As waves of people pour through Egyptian streets in protest this week, we don’t have to look very far to find the source of their discontent. Overcrowding, high unemployment, rigged elections, censored media -- the root causes are many. There is enough raw anger at the heart of this society to tear through the tightest police lines and most forbidding military tanks.
Even if the crowd isn't unanimous about what it wants, it is clear about what it doesn't want: business as usual, leadership as usual. Calling out Egyptians of all stripes—students, the unemployed, shopkeepers, women, doctors, lawyers—this is a scene of ordinary Egyptians redefining their country.
There are some who fear the demonstrations are fueled by the Islamic ambitions of the dedicated, tested, organized Muslim Brotherhood. But just because Egypt is the largest, most powerful Arab state doesn’t mean there is a Muslim will-to-power.

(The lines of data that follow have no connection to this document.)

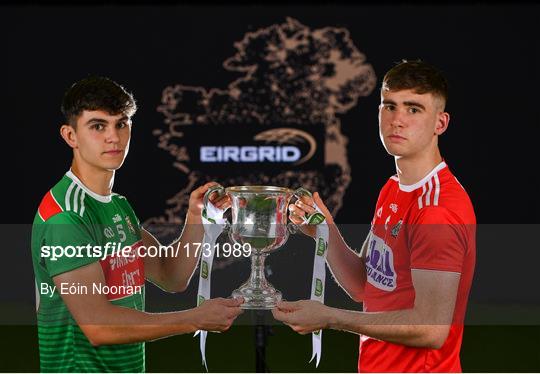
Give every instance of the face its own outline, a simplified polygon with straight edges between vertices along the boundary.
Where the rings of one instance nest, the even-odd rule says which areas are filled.
[[[382,90],[379,135],[386,151],[396,158],[414,158],[437,150],[437,138],[450,117],[442,99],[412,90]]]
[[[127,156],[131,119],[125,114],[85,110],[77,119],[76,129],[64,125],[61,133],[81,166],[112,171],[119,169]]]

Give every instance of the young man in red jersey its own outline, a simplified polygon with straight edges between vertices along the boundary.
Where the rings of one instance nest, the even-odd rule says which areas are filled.
[[[315,301],[282,302],[276,319],[305,334],[360,335],[360,372],[459,372],[463,319],[473,278],[476,218],[441,157],[448,128],[447,82],[436,68],[403,61],[384,76],[379,134],[397,174],[382,188],[360,255],[350,249],[317,193],[290,205],[290,218],[314,212],[329,223],[327,262],[363,312]],[[313,227],[304,232],[313,236]]]
[[[64,96],[60,134],[73,161],[45,194],[32,228],[41,371],[143,372],[145,341],[225,331],[242,312],[241,299],[221,298],[183,311],[145,312],[147,280],[169,292],[187,288],[199,257],[184,246],[203,239],[202,200],[213,183],[191,193],[186,225],[171,249],[152,251],[160,243],[127,199],[112,192],[135,110],[132,95],[108,78],[83,79]],[[223,197],[211,200],[222,209],[230,205]]]

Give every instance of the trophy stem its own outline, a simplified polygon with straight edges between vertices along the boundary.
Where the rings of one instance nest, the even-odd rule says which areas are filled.
[[[276,290],[264,275],[267,254],[252,253],[251,274],[247,282],[233,291],[233,297],[243,297],[242,309],[273,309],[281,301],[281,292]]]
[[[266,276],[264,275],[264,263],[267,255],[254,254],[251,256],[251,274],[249,283],[253,287],[264,288],[268,285]]]

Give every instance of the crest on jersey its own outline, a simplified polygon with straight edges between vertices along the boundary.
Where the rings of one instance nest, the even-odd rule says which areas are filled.
[[[398,234],[399,234],[399,230],[401,230],[401,225],[403,224],[403,220],[400,219],[398,221],[398,223],[396,223],[394,225],[394,227],[392,227],[392,231],[391,231],[391,234],[394,238],[397,238]]]
[[[124,218],[126,219],[129,232],[131,232],[132,234],[135,234],[135,228],[133,227],[133,223],[131,223],[131,219],[129,218],[129,216],[125,216]]]

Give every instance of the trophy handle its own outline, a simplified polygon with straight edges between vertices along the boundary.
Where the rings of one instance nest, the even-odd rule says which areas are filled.
[[[217,192],[219,196],[223,196],[225,194],[225,188],[222,185],[217,184],[215,186],[210,187],[204,194],[202,216],[212,223],[215,223],[215,222],[213,222],[214,220],[212,218],[208,217],[207,209],[208,209],[208,203],[210,202],[210,195],[214,192]]]
[[[313,194],[311,192],[309,192],[308,190],[306,190],[304,187],[300,187],[298,189],[296,189],[294,192],[293,192],[293,196],[296,197],[298,200],[300,200],[300,198],[302,196],[308,196],[308,197],[313,197]],[[309,216],[306,216],[306,217],[302,217],[303,218],[303,222],[300,224],[300,225],[296,225],[292,222],[290,222],[287,227],[289,229],[289,232],[291,234],[295,234],[296,232],[298,232],[298,230],[300,229],[300,226],[302,225],[318,225],[319,223],[323,222],[326,218],[324,217],[324,214],[322,214],[320,212],[320,210],[317,208],[317,211]]]
[[[304,187],[300,187],[300,188],[297,188],[293,192],[293,196],[296,197],[297,199],[300,199],[302,196],[312,197],[313,194],[309,192],[308,190],[306,190]]]

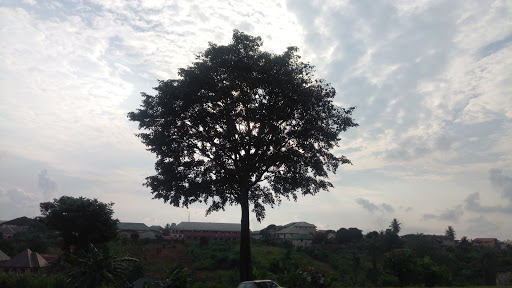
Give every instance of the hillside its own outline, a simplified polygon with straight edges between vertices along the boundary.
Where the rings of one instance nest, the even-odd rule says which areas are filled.
[[[28,218],[28,217],[25,217],[25,216],[19,217],[19,218],[16,218],[16,219],[12,219],[12,220],[9,220],[9,221],[1,222],[2,225],[16,225],[16,226],[31,226],[34,223],[37,223],[37,220],[31,219],[31,218]]]
[[[238,283],[238,244],[210,242],[200,245],[197,241],[176,242],[128,242],[123,250],[136,257],[144,267],[146,277],[165,278],[174,268],[188,268],[194,279],[221,285]],[[309,274],[312,271],[333,273],[327,263],[315,260],[303,252],[282,247],[255,244],[252,246],[255,277],[279,280],[284,274],[297,270]],[[285,281],[285,280],[282,280]]]
[[[124,252],[139,259],[147,277],[165,278],[178,265],[192,268],[192,262],[183,243],[144,242],[129,243]]]

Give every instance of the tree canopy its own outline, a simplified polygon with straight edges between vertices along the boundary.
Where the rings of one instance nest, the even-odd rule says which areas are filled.
[[[448,228],[446,228],[446,230],[444,231],[444,235],[451,238],[455,238],[455,229],[453,229],[452,226],[448,226]]]
[[[105,243],[115,237],[119,220],[112,218],[113,205],[97,199],[62,196],[39,206],[48,227],[61,232],[65,249],[74,245],[88,250],[90,244]]]
[[[393,218],[391,224],[389,224],[389,228],[391,228],[391,232],[398,234],[400,230],[402,230],[402,223],[398,222],[396,218]]]
[[[141,108],[128,113],[157,156],[157,174],[145,183],[154,198],[207,203],[207,214],[241,206],[242,280],[251,278],[250,205],[261,221],[265,205],[328,190],[328,173],[350,163],[331,151],[357,126],[354,108],[333,103],[335,89],[314,78],[296,47],[273,54],[261,45],[235,30],[229,45],[210,43],[179,79],[159,81],[157,94],[142,93]]]

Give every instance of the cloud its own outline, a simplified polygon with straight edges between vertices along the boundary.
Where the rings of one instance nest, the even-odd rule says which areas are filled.
[[[53,194],[57,191],[57,183],[48,176],[46,169],[39,172],[37,185],[43,192],[44,201],[50,201]]]
[[[338,147],[354,165],[332,180],[385,191],[357,199],[355,207],[348,203],[361,196],[353,195],[369,194],[351,194],[348,203],[315,196],[324,200],[310,213],[281,207],[274,221],[298,215],[339,227],[331,219],[351,218],[373,230],[387,226],[382,213],[400,207],[407,222],[417,221],[409,227],[428,229],[471,212],[488,217],[475,223],[498,222],[498,213],[510,211],[509,1],[0,2],[0,134],[8,135],[0,147],[9,153],[0,152],[0,205],[11,197],[37,203],[58,189],[114,201],[119,218],[169,222],[176,210],[149,201],[141,187],[155,159],[133,136],[136,124],[126,113],[140,105],[140,91],[154,93],[156,79],[177,77],[209,41],[226,44],[238,28],[261,36],[264,50],[298,46],[316,76],[338,92],[334,101],[358,107],[360,126],[343,133]],[[13,159],[20,155],[34,163],[20,166]],[[475,187],[494,188],[507,201],[483,202],[484,192],[469,197]],[[461,203],[439,209],[446,193]],[[15,210],[20,216],[16,205],[0,207],[0,218]],[[331,212],[338,210],[344,214]],[[239,211],[230,211],[210,219],[238,221]],[[186,217],[171,221],[178,219]]]
[[[485,216],[478,216],[467,220],[469,223],[467,231],[471,231],[477,237],[499,237],[498,231],[502,230],[502,223],[491,221]]]
[[[475,192],[466,197],[464,200],[465,205],[464,208],[478,213],[512,213],[512,203],[508,204],[508,206],[501,205],[482,205],[480,203],[480,193]]]
[[[498,51],[509,46],[510,42],[512,42],[512,34],[509,34],[503,39],[496,40],[480,48],[478,50],[478,57],[484,58],[494,53],[497,53]]]
[[[459,205],[453,209],[446,209],[439,214],[439,220],[458,222],[460,217],[464,215],[464,209],[462,205]]]
[[[457,223],[459,219],[464,215],[464,208],[462,205],[458,205],[455,208],[445,209],[439,214],[427,213],[423,215],[423,220],[441,220]]]
[[[501,190],[503,198],[512,201],[512,177],[503,174],[501,169],[493,168],[489,170],[489,180]]]
[[[377,205],[363,198],[357,198],[356,203],[359,204],[364,209],[370,211],[370,213],[373,213],[375,212],[375,210],[379,209]]]
[[[393,213],[395,212],[395,209],[393,209],[393,206],[389,205],[389,204],[386,204],[386,203],[382,203],[380,205],[380,207],[382,208],[382,210],[388,212],[388,213]]]
[[[376,211],[392,213],[395,211],[393,206],[391,206],[387,203],[382,203],[380,205],[376,205],[376,204],[370,202],[368,199],[364,199],[364,198],[357,198],[356,203],[359,204],[359,206],[361,206],[362,208],[368,210],[370,213],[374,213]]]
[[[28,216],[32,217],[38,213],[39,198],[21,188],[13,187],[3,189],[0,187],[0,220]]]

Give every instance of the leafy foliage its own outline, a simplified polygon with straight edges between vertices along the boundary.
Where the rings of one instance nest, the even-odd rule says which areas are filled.
[[[274,55],[261,45],[235,31],[230,45],[210,44],[180,69],[182,79],[160,81],[156,96],[142,93],[142,108],[128,117],[149,130],[138,135],[158,157],[146,182],[156,198],[211,200],[210,213],[246,193],[261,220],[263,204],[325,190],[327,169],[349,163],[330,149],[357,125],[353,108],[333,104],[334,88],[313,78],[296,48]]]
[[[189,241],[187,247],[196,270],[236,269],[239,265],[238,245],[234,243],[212,241],[204,245]]]
[[[336,241],[339,243],[354,243],[363,239],[362,231],[357,228],[340,228],[336,232]]]
[[[453,229],[452,226],[448,226],[448,228],[446,228],[446,231],[444,232],[444,235],[451,238],[455,238],[455,229]]]
[[[13,256],[27,248],[38,253],[46,253],[49,247],[60,245],[61,241],[55,231],[47,229],[40,219],[31,219],[21,223],[23,224],[27,225],[25,230],[7,239],[0,235],[0,250]]]
[[[400,230],[402,230],[402,223],[398,222],[396,218],[393,218],[393,221],[389,224],[389,228],[391,229],[391,232],[398,234],[400,233]]]
[[[0,273],[2,288],[69,288],[71,285],[61,274]]]
[[[103,285],[124,287],[128,284],[128,272],[132,269],[130,262],[138,260],[131,257],[118,257],[116,251],[108,246],[98,250],[91,245],[81,256],[69,255],[71,267],[68,272],[69,282],[73,287],[94,288]]]
[[[71,245],[77,250],[87,250],[90,244],[102,244],[116,235],[119,220],[112,219],[114,203],[97,199],[62,196],[53,202],[40,204],[46,225],[61,233],[64,248]]]
[[[232,43],[210,44],[180,79],[160,81],[128,113],[147,130],[138,134],[155,153],[157,174],[146,178],[154,198],[174,206],[242,208],[241,278],[249,280],[249,205],[256,218],[282,198],[332,187],[328,172],[350,163],[331,150],[357,126],[354,108],[333,103],[334,88],[314,78],[297,48],[260,50],[261,38],[237,30]]]

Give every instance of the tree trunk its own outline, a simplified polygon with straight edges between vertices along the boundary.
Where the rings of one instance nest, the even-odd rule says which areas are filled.
[[[249,197],[242,192],[240,206],[242,207],[242,227],[240,238],[240,281],[253,280],[251,262],[251,234],[249,231]]]

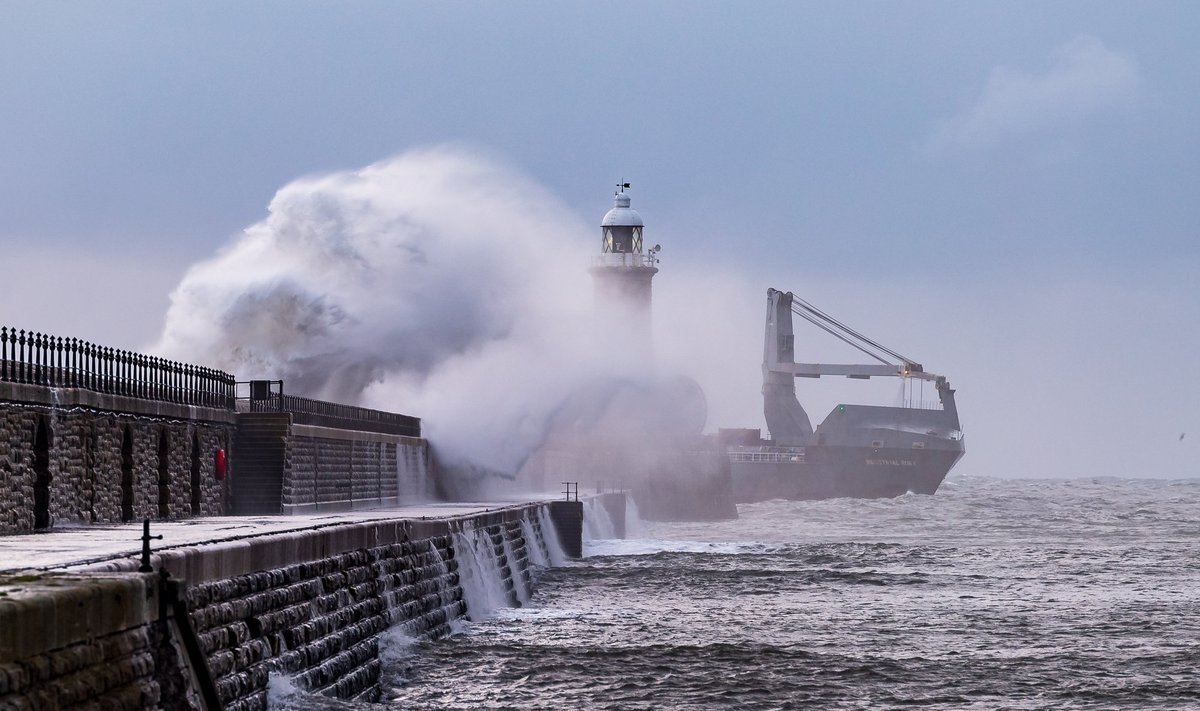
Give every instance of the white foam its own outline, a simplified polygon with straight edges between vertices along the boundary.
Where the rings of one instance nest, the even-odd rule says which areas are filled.
[[[267,708],[289,708],[303,695],[304,690],[287,674],[271,672],[267,677]]]
[[[654,555],[656,553],[717,553],[737,555],[742,553],[766,553],[771,546],[756,542],[709,542],[672,541],[662,539],[610,539],[593,541],[588,545],[588,555]]]
[[[379,659],[385,665],[395,664],[409,657],[417,640],[410,637],[399,625],[379,633]]]

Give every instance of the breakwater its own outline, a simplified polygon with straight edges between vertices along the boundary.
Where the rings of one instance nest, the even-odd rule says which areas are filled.
[[[221,514],[235,425],[219,407],[0,381],[0,534]]]
[[[417,417],[0,327],[0,535],[395,507],[434,470]]]
[[[0,709],[249,711],[279,677],[375,700],[388,639],[522,604],[564,542],[531,503],[0,576]]]

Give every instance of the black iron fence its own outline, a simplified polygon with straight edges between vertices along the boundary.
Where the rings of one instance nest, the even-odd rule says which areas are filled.
[[[421,418],[395,412],[372,410],[354,405],[313,400],[298,395],[283,394],[283,381],[251,380],[244,383],[250,387],[250,396],[239,398],[244,405],[239,409],[249,412],[290,412],[292,422],[301,425],[336,427],[360,432],[421,436]]]
[[[236,383],[212,368],[7,327],[0,327],[0,381],[225,410],[234,408]]]

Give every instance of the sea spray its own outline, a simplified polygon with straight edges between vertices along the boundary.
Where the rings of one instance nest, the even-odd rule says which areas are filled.
[[[415,149],[309,175],[282,186],[266,212],[187,270],[155,355],[345,404],[405,403],[440,461],[468,472],[518,470],[597,379],[648,377],[624,339],[591,338],[594,300],[581,277],[598,212],[580,217],[477,151]],[[759,310],[756,283],[724,263],[680,265],[655,293],[656,310],[672,314],[656,328],[659,369],[697,377],[709,409],[729,421],[759,407],[754,369],[729,368],[758,357],[760,327],[746,317]],[[656,431],[678,422],[650,419]],[[398,466],[403,500],[432,495],[427,469]]]
[[[456,532],[453,538],[468,616],[472,620],[482,620],[493,610],[508,607],[508,593],[504,590],[491,536],[485,529],[468,529]]]
[[[267,708],[291,708],[303,694],[304,690],[284,672],[271,672],[267,677]]]
[[[400,626],[379,633],[379,659],[386,665],[403,662],[412,655],[418,640]]]
[[[529,556],[529,562],[538,568],[549,568],[550,559],[546,557],[546,549],[541,541],[541,536],[534,530],[528,514],[521,517],[521,531],[525,534],[525,551]]]
[[[554,527],[554,520],[550,518],[549,507],[538,507],[538,521],[542,524],[542,542],[546,546],[546,559],[550,561],[550,566],[558,567],[565,564],[567,554],[563,552],[562,544],[558,542],[558,529]]]

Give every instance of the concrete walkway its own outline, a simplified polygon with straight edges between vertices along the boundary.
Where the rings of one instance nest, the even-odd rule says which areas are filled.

Arabs are also Christian, and the Muslim-Christian relationship in Egypt has endured moments of brilliance as well as tension. Following the recent New Year's Eve terror strike on a Coptic Christian Church by Islamic militants, for example, Muslims turned out across Egypt to form human shields around their Coptic neighbors as they celebrated Orthodox Christmas.
URI’s Middle East coordinator reported this week that “Christians and Muslims showed outstanding solidarity; they participated in the protests side by side, hand by hand. When the Muslims pray, the Christians protect them; they protect each other, share food, pray together.” Religion, for now, isn't the prevailing force.
This has to do instead with a different kind of faith; with freedom of religion, of speech, of the press, of peaceable assembly and freedom to petition government with grievances. Are these matters of faith? Absolutely. Not faith in God or Allah, but faith in the highest aspirations of a human collective. Faith in human rights.
Can this collective faith hold supreme when the passions of revolution give way to the business of creating a government? Even though the cries in the streets sound like phrases from the First Amendment to the U.S. Constitution, the first phrase of that amendment— "... make no law respecting the establishment of religion"—remains in question. Will Egypt—if indeed Mubarak steps down—go the way of Iran, or the way of Turkey?
To “establish” religion in post-revolutionary Egypt, Tunisia, Yemen and elsewhere would be to doom democracy in the region. To throw off the tyranny of autocracy only to embrace the tyranny of piety is to miss the moment and momentum toward freedom. Life moves artistically, legally, economically, technologically, ecologically, and in all realms. But if religion is established and the righteous leaders become the arbiters of society, then life slows down. When people trade in the secret police for the religious police, what's the difference? Where is the value added?
Egypt's dominant faith will emerge in the next, critical year. Will it be established religion, or human rights? Its decision will alter history and the Middle East.